钩出的毛线饰物巴掌大,软萌可爱,乔爱苏端详着,点评道:“很萌。”
“不对,璇璇的呢?”她数了数,按生肖算,缺了关璇的。
“只缺璇璇的吗?”苏景修问。你没把你算上吗?
“对啊。”乔爱苏重数,她和苏景修的生肖算在内,少一只饰物。
“你再等我。”苏景修折返,端出他的大制作,“你不猜你自己,我只好端来。”
一只毛线编织的独角兽,乔爱苏直观估测,约有13寸笔记本大小:“你送我的?”
“嗯,我送你的。”苏景修点点头。
他在淘宝定做图样,回京市复查时顺道去服装市场,买来质量好的毛线替换,采购足量的填充棉,起早贪黑钩,验收期限前钩好成品。
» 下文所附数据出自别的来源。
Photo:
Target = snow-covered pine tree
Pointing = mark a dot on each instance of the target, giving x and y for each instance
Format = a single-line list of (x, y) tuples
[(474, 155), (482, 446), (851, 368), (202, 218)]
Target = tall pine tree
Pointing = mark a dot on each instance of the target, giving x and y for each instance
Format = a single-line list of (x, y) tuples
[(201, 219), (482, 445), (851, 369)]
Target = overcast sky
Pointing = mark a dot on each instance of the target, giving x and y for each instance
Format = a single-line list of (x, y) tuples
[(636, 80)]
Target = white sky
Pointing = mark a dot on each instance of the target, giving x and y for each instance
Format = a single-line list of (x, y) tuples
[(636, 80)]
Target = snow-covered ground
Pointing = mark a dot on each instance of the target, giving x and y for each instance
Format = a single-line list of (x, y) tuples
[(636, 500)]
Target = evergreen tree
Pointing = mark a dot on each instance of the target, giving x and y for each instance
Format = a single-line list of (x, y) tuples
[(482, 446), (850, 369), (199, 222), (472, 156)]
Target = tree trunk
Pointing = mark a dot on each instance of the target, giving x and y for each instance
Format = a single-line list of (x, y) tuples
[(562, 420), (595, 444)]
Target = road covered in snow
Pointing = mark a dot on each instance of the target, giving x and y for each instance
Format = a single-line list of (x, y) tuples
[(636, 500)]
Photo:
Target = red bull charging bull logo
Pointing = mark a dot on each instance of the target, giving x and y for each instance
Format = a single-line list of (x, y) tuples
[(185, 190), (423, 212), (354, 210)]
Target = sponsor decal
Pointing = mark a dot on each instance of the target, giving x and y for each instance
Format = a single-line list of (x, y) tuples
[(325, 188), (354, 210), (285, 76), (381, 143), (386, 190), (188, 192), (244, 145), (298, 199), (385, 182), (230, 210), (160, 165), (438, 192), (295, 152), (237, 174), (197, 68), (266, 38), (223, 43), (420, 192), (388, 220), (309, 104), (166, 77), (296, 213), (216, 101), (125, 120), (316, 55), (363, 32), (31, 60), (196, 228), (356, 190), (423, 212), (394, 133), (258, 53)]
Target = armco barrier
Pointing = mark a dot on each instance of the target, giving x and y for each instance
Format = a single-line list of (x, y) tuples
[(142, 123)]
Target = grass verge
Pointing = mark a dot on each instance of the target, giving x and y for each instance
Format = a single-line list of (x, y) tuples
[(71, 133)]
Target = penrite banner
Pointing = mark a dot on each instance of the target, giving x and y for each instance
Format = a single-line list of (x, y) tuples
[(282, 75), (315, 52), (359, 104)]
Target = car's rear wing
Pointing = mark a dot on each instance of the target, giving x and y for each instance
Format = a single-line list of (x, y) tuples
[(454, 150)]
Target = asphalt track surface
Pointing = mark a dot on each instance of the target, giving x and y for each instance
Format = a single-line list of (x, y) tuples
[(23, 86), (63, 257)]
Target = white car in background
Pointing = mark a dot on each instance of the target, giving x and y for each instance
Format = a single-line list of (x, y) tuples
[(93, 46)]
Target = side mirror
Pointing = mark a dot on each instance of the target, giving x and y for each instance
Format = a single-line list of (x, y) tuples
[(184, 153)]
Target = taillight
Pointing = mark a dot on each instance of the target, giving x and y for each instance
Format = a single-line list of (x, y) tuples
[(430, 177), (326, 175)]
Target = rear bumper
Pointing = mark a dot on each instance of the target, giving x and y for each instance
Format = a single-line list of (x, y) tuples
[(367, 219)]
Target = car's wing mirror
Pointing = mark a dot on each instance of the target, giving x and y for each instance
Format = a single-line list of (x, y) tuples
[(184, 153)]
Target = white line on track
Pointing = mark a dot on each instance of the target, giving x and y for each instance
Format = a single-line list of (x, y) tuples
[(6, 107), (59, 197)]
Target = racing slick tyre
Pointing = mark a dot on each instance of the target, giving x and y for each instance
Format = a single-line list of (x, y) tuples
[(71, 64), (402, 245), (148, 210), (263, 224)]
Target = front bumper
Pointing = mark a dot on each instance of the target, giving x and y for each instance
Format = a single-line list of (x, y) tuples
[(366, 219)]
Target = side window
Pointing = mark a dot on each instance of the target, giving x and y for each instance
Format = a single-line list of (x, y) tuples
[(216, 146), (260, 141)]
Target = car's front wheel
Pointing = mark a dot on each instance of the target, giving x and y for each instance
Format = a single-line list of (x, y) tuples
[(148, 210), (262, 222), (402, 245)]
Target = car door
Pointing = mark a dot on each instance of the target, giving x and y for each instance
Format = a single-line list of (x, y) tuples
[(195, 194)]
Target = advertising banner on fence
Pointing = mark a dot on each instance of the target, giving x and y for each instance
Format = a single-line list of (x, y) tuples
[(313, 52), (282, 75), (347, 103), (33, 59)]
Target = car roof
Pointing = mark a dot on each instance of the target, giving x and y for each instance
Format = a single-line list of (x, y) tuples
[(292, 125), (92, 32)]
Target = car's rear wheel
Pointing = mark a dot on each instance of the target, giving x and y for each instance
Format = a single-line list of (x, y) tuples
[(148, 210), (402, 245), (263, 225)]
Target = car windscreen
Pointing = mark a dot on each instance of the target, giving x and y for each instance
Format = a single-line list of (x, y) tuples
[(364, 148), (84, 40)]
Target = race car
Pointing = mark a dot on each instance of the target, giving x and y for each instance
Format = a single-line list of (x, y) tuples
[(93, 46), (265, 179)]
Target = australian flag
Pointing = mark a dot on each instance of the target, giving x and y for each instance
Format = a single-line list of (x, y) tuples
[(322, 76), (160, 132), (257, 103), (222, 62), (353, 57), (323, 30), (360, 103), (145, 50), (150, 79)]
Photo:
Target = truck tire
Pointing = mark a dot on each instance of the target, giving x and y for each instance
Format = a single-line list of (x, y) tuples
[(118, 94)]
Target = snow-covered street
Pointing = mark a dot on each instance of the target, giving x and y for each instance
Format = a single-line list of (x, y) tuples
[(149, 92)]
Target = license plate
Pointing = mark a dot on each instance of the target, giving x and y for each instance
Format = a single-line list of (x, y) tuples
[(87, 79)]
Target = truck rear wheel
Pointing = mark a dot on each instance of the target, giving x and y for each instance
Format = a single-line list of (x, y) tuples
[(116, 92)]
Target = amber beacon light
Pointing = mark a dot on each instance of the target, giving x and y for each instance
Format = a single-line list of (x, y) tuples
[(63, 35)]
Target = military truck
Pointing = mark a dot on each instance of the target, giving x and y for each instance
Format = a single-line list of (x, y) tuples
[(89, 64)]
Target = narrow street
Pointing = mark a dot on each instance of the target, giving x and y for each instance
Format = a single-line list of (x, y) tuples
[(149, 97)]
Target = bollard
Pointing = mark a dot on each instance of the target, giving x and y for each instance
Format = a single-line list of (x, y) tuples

“不喜欢的话,就还我吧,我处置它。”苏景修找着乔爱苏能吃的安利点,“你打它一拳,捶它几下试试,手感很好,万一你能喜欢呢,万一……”
他不抱希望,若她不收,独角兽将被他烧掉。
“我试试。”乔爱苏小力打在独角兽背部,填充棉蓬松柔软,旋即回弹,“果然很好哎。”
“但它的意义非同一般,我不能轻易收下。”见苏景修由喜悦一瞬转为僵硬,乔爱苏深呼吸,对他说,“抱歉,我们的关系,不足以使我坦然接受。”
“你盖章过的我们情难再续,你就真想和我难续吗?”苏景修攥紧拳头,无处倾诉的苦闷握在他手上。
节目临近尾声,他们依然不咸不淡,她的拒绝与客气、只酒后才产生的亲近感,无一不在击穿他,叫他体无完肤。
他要疯了,苏景修的噩梦循环着乔爱苏的离去,场景各异,结局均以她走掉告终。他注定挽不回破碎的感情,是吗?